Ericsson posted reported sales of SEK 52.7 billion for the April–June quarter, down from SEK 56.1 billion a year earlier.
The company’s adjusted gross margin improved to 48.4 percent, up from 48.0 percent a year ago. Adjusted gross income stood at SEK 25.5 billion, compared with SEK 27.0 billion in the year-ago period.
Ericsson reported adjusted EBITA of SEK 6.9 billion, compared with SEK 7.4 billion a year earlier, resulting in a margin of 13.1 percent.
Reported EBITA came in at SEK 6.3 billion with an 11.9 percent margin.
Net income for the quarter totaled SEK 4.076 billion, down from SEK 4.6 billion a year ago.
Despite the softer revenue performance, Ericsson maintained a strong balance sheet and returned SEK 8.2 billion to shareholders during the quarter, including SEK 3.2 billion through share repurchases.

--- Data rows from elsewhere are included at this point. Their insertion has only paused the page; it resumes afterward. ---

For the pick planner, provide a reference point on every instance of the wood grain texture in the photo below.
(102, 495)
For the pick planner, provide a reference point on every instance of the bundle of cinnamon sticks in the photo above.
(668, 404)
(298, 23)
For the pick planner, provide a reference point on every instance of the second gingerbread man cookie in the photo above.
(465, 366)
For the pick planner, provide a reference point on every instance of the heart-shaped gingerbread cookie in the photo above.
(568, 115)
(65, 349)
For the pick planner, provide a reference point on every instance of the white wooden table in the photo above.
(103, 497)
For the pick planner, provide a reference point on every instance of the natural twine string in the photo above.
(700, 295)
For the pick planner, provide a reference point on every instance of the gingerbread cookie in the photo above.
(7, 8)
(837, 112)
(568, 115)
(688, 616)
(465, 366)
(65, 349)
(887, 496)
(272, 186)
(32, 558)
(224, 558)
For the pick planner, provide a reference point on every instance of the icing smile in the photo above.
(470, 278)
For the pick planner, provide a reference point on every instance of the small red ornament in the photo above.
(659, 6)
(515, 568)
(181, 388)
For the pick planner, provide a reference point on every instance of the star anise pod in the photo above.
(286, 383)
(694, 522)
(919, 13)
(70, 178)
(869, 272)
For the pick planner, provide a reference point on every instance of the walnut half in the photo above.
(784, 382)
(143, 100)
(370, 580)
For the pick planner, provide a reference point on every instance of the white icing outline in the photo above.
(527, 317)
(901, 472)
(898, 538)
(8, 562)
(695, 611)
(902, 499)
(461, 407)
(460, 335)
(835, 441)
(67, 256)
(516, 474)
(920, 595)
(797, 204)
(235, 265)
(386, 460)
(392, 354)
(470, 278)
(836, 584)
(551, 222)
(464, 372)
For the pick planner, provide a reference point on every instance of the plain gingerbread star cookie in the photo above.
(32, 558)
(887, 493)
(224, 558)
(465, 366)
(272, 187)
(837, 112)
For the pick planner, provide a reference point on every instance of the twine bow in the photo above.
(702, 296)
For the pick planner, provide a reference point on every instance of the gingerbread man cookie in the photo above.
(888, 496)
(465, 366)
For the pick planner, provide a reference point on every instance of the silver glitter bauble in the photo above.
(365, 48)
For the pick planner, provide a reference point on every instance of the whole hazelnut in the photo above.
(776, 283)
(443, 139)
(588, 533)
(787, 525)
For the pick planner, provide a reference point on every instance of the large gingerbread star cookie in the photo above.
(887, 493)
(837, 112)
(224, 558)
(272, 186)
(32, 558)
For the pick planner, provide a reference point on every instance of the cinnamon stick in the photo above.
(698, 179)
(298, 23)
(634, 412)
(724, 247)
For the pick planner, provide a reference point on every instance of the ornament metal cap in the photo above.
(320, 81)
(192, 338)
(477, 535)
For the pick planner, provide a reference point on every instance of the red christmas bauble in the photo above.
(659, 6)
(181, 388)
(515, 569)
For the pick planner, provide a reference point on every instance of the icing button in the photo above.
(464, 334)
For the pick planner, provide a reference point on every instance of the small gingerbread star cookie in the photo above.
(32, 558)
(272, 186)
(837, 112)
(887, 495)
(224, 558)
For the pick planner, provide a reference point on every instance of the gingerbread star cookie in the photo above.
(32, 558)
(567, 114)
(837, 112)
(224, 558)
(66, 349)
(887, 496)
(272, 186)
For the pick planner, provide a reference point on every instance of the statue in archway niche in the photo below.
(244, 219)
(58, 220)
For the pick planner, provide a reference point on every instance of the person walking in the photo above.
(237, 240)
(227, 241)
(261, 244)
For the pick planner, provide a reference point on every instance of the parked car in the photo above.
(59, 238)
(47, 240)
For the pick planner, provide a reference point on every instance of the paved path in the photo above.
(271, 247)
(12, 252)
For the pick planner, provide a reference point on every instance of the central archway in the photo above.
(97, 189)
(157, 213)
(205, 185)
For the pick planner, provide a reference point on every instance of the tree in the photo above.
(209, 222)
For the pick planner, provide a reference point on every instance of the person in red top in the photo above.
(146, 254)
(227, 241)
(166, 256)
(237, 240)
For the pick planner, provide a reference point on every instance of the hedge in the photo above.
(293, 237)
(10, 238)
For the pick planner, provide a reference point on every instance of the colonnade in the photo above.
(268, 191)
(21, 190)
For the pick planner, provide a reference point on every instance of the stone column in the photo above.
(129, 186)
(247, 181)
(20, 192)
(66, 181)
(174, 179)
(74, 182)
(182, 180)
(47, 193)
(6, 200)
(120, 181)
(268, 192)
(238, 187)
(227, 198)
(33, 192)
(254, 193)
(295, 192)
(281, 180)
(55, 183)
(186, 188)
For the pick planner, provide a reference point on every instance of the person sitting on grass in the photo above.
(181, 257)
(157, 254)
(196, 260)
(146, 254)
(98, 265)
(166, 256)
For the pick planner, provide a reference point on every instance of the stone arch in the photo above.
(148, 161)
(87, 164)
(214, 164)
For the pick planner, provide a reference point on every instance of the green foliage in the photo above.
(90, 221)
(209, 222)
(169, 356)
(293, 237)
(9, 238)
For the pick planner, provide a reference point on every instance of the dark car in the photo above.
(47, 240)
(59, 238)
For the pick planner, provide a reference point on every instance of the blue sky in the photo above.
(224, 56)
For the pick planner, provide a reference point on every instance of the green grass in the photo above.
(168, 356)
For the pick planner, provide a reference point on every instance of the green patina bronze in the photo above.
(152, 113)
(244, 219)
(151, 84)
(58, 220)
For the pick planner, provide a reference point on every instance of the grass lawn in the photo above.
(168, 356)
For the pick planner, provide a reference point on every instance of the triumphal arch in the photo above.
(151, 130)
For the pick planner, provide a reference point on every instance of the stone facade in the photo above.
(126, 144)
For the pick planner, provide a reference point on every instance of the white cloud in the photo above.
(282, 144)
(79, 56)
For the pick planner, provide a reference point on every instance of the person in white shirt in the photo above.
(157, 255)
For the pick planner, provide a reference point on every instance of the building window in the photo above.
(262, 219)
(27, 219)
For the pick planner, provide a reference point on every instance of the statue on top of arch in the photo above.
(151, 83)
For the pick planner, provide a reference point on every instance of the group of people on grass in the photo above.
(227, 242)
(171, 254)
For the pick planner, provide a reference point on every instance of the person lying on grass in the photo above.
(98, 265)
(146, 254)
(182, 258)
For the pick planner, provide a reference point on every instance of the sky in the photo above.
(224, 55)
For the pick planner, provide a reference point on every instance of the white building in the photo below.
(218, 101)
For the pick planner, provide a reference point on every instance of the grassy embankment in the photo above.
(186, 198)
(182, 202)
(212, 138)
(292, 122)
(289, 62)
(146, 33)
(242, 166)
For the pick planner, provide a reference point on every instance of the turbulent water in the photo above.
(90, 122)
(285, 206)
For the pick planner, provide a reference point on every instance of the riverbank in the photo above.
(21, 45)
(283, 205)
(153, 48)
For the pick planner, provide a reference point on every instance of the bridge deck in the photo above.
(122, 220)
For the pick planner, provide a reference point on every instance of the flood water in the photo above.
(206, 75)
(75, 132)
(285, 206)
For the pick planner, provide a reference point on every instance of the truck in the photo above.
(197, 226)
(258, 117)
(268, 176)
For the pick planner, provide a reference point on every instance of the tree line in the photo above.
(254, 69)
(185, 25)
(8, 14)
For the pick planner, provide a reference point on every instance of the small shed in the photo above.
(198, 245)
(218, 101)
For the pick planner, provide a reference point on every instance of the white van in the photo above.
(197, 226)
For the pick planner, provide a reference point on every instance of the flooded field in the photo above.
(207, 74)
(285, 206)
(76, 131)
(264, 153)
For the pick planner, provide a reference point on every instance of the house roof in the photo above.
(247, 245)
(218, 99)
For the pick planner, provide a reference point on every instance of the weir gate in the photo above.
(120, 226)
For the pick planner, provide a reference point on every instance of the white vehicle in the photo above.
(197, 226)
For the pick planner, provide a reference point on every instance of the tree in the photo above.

Börje Ekholm, President and CEO said, “Our Q2 results underscore the strength of our portfolio and disciplined execution. Adjusted gross margin was 48%, up by 2 percentage points after normalizing for the one-off benefit of the IPR settlement last year. In Q2, we took action to mitigate component cost inflation. As the impact builds in the coming quarters, we will continue to pursue internal measures and pricing actions to help offset the effect. We also expect some pressure on Networks adjusted gross margin in Q3 due to higher volumes of network rollout projects.”
He said, “Ericsson enters the next phase from a position of strength. Over recent years, we have strengthened our portfolio to capture the next wave of AI-driven connectivity. Building on our technology leadership in mobile networks, we have expanded into attractive growth areas, positioning Ericsson to capitalize as AI increasingly moves into the physical world.”